What bothers me most, however, are the ones that play on traditional female rivalries and anxieties. "Tell Your Boyfriend I Said Thanks" read one I saw in the hall yesterday; "Tell Your Boyfriend to Stop Calling Me" read one from last week (on a different young woman, mind.) T-shirts like these -- and there are others -- trouble me more than the ones that read "All American Bitch" or "So Many Men, So Little Time". Displays of sexual bravado like these may be somewhat embarrassing and juvenile, but they aren't designed to do damage to other women.

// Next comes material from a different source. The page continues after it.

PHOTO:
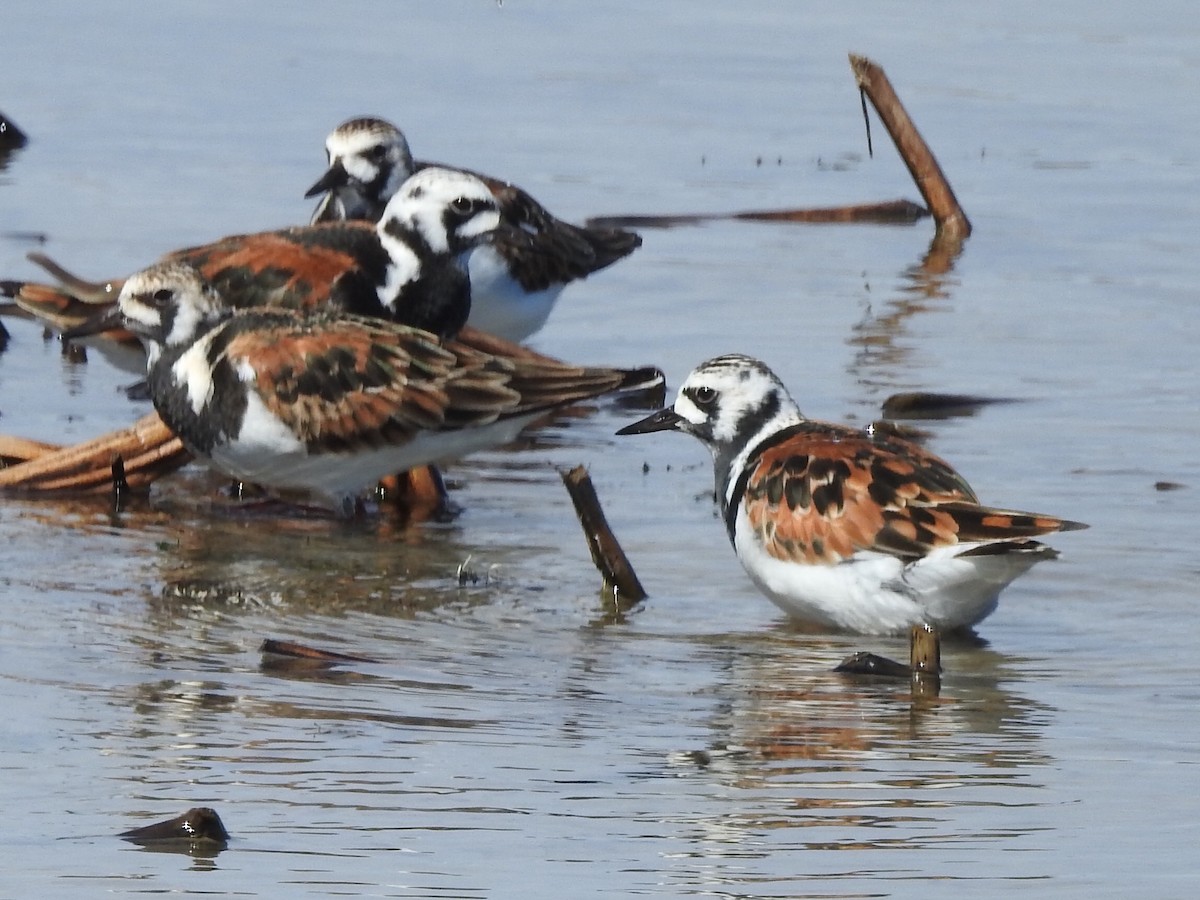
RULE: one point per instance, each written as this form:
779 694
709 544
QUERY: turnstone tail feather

If there is one consistent lament I hear from the women in my feminist studies classes, it's about the presence of intense competition in their lives. Not academic competition, but sexualized competition. As has often been noted here on this blog and elsewhere, this competitiveness on an "attractiveness market" is more intense in a community college with primarily lower middle class and working class students. To generalize enormously, the less privileged the background, the more intense the sense of competition among young women. Far too many young ones grow up with a sense that their sexual desirability is a more marketable commodity than their intellectual accomplishments; this is all the more likely to be true in families where there isn't a history of women going to college. (If you don't believe me, visit any American community college on a hot day -- and then visit an elite university in the same weather. You'll see more mini-skirts and heels in five minutes at Pasadena City College than you will in five hours at Berkeley or Stanford. That's anecdotal, sure, but don't take my word for it -- try it yourself.) The bottom line: class and sexual competitiveness among women are, to say the least, not unrelated!

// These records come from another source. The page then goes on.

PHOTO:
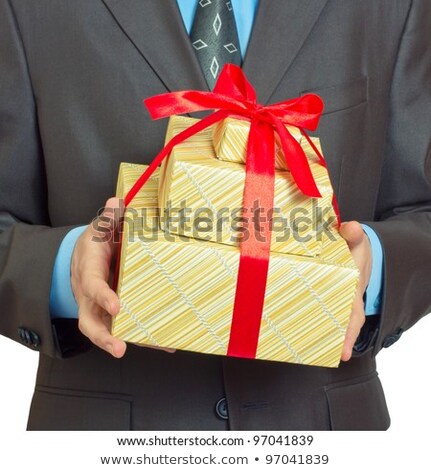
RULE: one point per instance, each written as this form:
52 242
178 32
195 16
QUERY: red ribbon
233 95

I realize it's problematic for a fortyish man from a relatively privileged background to "tut-tut" with annoyance at the realities of the "attractiveness market" on which so many (but by no means all) of my young female students compete. But as I've said over and over again, at least part of living a feminist life is learning not to see other women as rivals. You can't be committed to women's liberation and see other attractive women as one's enemies. One of the sad fruits of a sexist culture is the sense of isolation that many women have from one another. Internalized misogyny and competitiveness do not rest easy with a belief that women ought to be seen as complete human beings.
It's unlikely, of course, that any young woman is going to be directly threatened by the "Tell Your Boyfriend I Said Thanks" shirt. But it's also equally unlikely that the shirt is intended to be interpreted ironically, as a wry commentary on the state of women's competitiveness and anxiety. The shirt makes a claim about the wearer and her desirability -- and it suggests that attractiveness is a zero-sum game for women. The sexier girl gets attention from other girls' boyfriends. Fear about playing that game -- and losing at it -- is a major factor in the lives of many of the young women with whom I work.
I've had four entries up in recent weeks on modesty, women's dress, and male self-control. Having insisted six ways to Sunday that lust is always the problem of the luster, I stopped short of saying that we ought not ever consider others when we dress ourselves. And yes, if what another woman wears makes you feel jealous and insecure, that's as much your problem as it is for a man who is aroused by the same display. But I draw a distinction between the accidental and the intentional. A woman who is perceived as beautiful will be envied -- and perhaps even disliked -- by a few of her female peers regardless of what she wears. That's not her fault. But if she wears a "Tell Your Boyfriend I Said Thanks" shirt , she's being quite deliberate about her desire to elevate her own status in a mildly shocking but deeply competitive manner. For that she is responsible, as in a small but significant way, she's choosing to be actively hostile towards other women.